Staller and McCaffery decided to lead clubs that use the arts to reawaken their students' connection with nature.  Deputy Manager Staller is supervising a class on wildlife art. With the help of live mounts, such as a Spectacled Eider and an Emperor Goose from the refuge's visitor center, Staller has led a series of Friday workshops in which students have done simple sketches, full illustrations, and multi-media collages“We started out focused on the Junior Duck Stamp competition and the Alaska Migratory Bird Calendar contest, but the path broadened as the students' personal interests came out," Staller explained.  "We also found that it was important for folks in the school community to see that the Service is not just an anonymous public agency, but rather made up of real people,” Staller added.
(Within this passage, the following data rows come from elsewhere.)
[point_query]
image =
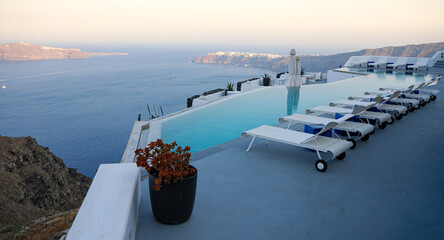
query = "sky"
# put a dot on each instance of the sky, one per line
(316, 26)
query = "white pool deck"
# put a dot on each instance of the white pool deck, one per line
(391, 187)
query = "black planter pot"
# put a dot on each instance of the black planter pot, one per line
(173, 203)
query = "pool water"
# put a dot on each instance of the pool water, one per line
(225, 119)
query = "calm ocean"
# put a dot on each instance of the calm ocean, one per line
(83, 110)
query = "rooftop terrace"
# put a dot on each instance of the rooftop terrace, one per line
(390, 187)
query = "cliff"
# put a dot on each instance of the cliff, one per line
(314, 63)
(35, 183)
(26, 52)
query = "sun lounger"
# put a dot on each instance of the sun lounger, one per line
(375, 118)
(409, 103)
(432, 92)
(316, 142)
(359, 130)
(396, 110)
(409, 93)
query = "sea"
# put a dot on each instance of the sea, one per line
(83, 110)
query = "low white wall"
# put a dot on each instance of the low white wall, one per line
(110, 208)
(251, 85)
(202, 100)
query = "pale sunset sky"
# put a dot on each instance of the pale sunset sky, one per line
(319, 25)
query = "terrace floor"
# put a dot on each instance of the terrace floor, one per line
(390, 187)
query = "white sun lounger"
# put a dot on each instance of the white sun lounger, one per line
(361, 130)
(396, 110)
(411, 104)
(336, 147)
(432, 92)
(407, 93)
(379, 118)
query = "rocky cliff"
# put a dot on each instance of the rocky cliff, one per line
(314, 63)
(35, 183)
(25, 52)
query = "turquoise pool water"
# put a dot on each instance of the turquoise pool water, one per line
(224, 120)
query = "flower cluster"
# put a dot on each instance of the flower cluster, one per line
(169, 163)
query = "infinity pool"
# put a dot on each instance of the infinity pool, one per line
(225, 119)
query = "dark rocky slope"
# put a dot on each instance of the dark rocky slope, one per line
(321, 63)
(35, 183)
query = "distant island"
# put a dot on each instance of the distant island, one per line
(22, 51)
(314, 63)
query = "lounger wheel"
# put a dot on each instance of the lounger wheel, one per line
(353, 142)
(341, 156)
(382, 125)
(391, 120)
(365, 137)
(321, 165)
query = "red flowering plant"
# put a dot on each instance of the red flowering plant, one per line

Meanwhile Education Specialist McCaffery encourages students to express themselves through poetry.  Weather permitting, his class takes brief field trips to the edge of the tundra to observe nature and take notes; they then return to the classroom to write about what they saw and felt using poetic forms such as haiku, limerick, rap and free verse.  "Nature doesn't necessarily have to be the topic of their poems," McCaffery noted.  "It can simply be the setting for some event they describe, or it can be a metaphor for something they're feeling.  The goal is to have them really sense nature, and then find a way to describe it as they express themselves in verse.

"It's a great way for us to end the week," Staller added.  "After nearly five days often crowded with what seems to be mountains of administrivia, it's always refreshing to end the week on-mission and in the classroom, helping young people to perceive and appreciate our wildlife resources and the habitats they occupy."